I've been to no cons, no gigs, no sports events and only one charity spot. i desperately want to go somewhere where i can meet likeminded people.


----------



## LucidBlaze (Nov 12, 2008)

I wanna go to RBW someday. It's in London.
http://www.rbw.org.uk/
It has a boat party on the Thames. Good stuff.
There's also another one, it's up north but I forget the name of it.

Edit: Found it.
http://www.confuzzled.org.uk/
It's in Manchester. Not as far north as I thought it was, but meh.

Those are the only 2 UK cons I've heard about.


----------



## UKtehwhitewolf (Nov 12, 2008)

Lol, Lucid said what I was going to say XD.

I really want to go to RBW some day. *Has got issues with Manchester*.


----------



## LucidBlaze (Nov 12, 2008)

I don't have any issues with Manchester, I just like the sound of a boat party. =P


----------



## {Foxums Prippit} (Nov 13, 2008)

I was so going to attend confuzzled this year, but wasn't quick enough. I wanted the accommodation thing but the tickets had ran out ):

These are the two official cons as far as I know also, but the are always mini meets going on everywhere, you just have to find the people. I have a friend who invited me to a Leicester meet not so long ago, which is like, 8 miles away. 

You could also join the UKfur forum and ask around about meets that are local to you. And if there isn't any, start your own! Wooo!


----------



## Mr Fox (Nov 13, 2008)

"UKfur forum"

Yep go to that forum and they have meetings and other shit like that all the time.


----------



## LucidBlaze (Nov 13, 2008)

Sweet, thanks. *Signs up*


----------



## jayhusky (Nov 13, 2008)

Subfurvient is a site dedicated to helping furrys find conventions and provides them with the latest prices and venue details.

I'm looking into adding more conventions to the site as it progresses.


----------



## sashadistan (Nov 15, 2008)

There is a london meet every three weeks, but no proper cons, which sucks. bring on EuroFurence


----------



## LucidBlaze (Nov 15, 2008)

Something I've been wondering about cons...
I haven't really looked too much into them.
Do you _have_ to have a fursuit to go to one?

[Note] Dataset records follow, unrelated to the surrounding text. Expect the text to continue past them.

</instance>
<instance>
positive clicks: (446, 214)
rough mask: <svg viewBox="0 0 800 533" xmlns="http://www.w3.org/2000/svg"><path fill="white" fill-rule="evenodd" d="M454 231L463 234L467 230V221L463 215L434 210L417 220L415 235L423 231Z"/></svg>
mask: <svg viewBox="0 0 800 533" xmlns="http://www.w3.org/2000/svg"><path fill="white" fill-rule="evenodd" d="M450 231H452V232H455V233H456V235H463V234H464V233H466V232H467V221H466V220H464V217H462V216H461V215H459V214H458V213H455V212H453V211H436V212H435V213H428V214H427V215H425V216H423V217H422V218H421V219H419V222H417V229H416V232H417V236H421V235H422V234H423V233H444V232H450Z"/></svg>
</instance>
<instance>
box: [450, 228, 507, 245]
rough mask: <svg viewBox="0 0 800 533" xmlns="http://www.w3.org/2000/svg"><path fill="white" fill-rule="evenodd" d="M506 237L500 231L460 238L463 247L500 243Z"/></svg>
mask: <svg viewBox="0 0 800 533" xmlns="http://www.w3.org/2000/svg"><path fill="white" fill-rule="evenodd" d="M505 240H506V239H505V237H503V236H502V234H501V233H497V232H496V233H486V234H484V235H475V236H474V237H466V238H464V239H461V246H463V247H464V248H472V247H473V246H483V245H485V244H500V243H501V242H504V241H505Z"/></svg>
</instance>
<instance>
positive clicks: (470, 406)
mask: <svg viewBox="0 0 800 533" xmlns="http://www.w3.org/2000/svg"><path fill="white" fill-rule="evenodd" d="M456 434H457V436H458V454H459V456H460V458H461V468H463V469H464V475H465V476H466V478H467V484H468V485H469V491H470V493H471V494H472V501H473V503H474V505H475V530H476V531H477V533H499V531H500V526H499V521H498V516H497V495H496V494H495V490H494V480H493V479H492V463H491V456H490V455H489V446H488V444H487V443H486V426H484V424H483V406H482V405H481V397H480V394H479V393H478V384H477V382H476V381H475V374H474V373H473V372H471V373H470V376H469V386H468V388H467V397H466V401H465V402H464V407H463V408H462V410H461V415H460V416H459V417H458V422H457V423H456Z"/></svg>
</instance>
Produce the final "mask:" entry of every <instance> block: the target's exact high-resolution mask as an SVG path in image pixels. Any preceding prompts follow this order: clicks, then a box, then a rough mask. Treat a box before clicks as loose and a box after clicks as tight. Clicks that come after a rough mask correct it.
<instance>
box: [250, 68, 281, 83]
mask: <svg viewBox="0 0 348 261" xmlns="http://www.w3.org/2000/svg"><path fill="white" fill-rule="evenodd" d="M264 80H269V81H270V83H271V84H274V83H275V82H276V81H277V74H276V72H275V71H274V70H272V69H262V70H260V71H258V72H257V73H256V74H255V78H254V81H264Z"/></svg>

I don't have one and can't afford one any time soon, but I'd love to go to one some day.
[/tardquestion]


----------



## XNexusDragonX (Nov 28, 2008)

sashadistan said:


> There is a london meet every three weeks, but no proper cons, which sucks. bring on EuroFurence



I think if you read over this thread again, you'll find there are two full size conventions once a year. RBW is infact taking place this very second (28-30th December). No need to fly out to Eurofurence.

There are many smaller meets about the country if you take a look around.


----------



## UKtehwhitewolf (Nov 28, 2008)

LucidBlaze said:


> Something I've been wondering about cons...
> I haven't really looked too much into them.
> Do you _have_ to have a fursuit to go to one? I don't have one and can't afford one any time soon, but I'd love to go to one some day.
> [/tardquestion]



Nope. I've never been to a con but I have scraped around for info about tons of different cons and you don't HAVE to have a fursuit. From what I know a lot of people wear tails or ears but I don't know myself. xD


----------



## XNexusDragonX (Nov 28, 2008)

It just goes to show how much costuming has taken over lately. You dont need costumes in order to go to them, obviously if its your sort of thing then spending several hundreds on a (hopefully good) one does help you fit in though you'll find yourself falling into one of several categories.

I'm interested in the art side of the fandom, as opposed to costuming/performing etc.


----------



## shadowulf (Jan 5, 2009)

well im from the west midlands so im not sure of any meets myself would love to go to one tho


----------



## XNexusDragonX (Jan 9, 2009)

shadowulf said:


> well im from the west midlands so im not sure of any meets myself would love to go to one tho



There are many meets based over the uk. Groups/areas range from LondonFurs, SouthFurs, HantsFurs, MidFurs, BristolFurs, ScotFurs, WelshFurs etc.

Attendance can range anything from 2-5 people doing local coffee meets up to 150+ furs at the London meets.


----------



## Equium (Jan 9, 2009)

forum.ukfur.org is where we like to arrange our meet ups and our outings. They're not "cons" so to speak, but we have regular meets. I go to a furmeet every fortnight, but we don't suit or wear anything furry, really, it's just nice to hang around with others.

And I'll be attending ConFuzzled this May for my first ever Con - looking forward to it immensely.


----------



## Wreth (Jan 9, 2009)

The UK has the highest concentration of furs if you take an area and count the furs.


----------



## Mr Fox (Jan 9, 2009)

Zoopedia said:


> The UK has the highest concentration of furs if you take an area and count the furs.


 
Source? 

Although your probably right.


----------



## Darth GW7 (Jan 13, 2009)

shadowulf said:


> well im from the west midlands so im not sure of any meets myself would love to go to one tho



West Midlands here too - Who knows, we might bump into each other at a local con one day


----------



## shadowulf (Jan 24, 2009)

really i live in wolverhampton here is my link to my FA account send me a messge dude http://www.furaffinity.net/user/shadowulf/   I'd lobve to go to some fur meets


----------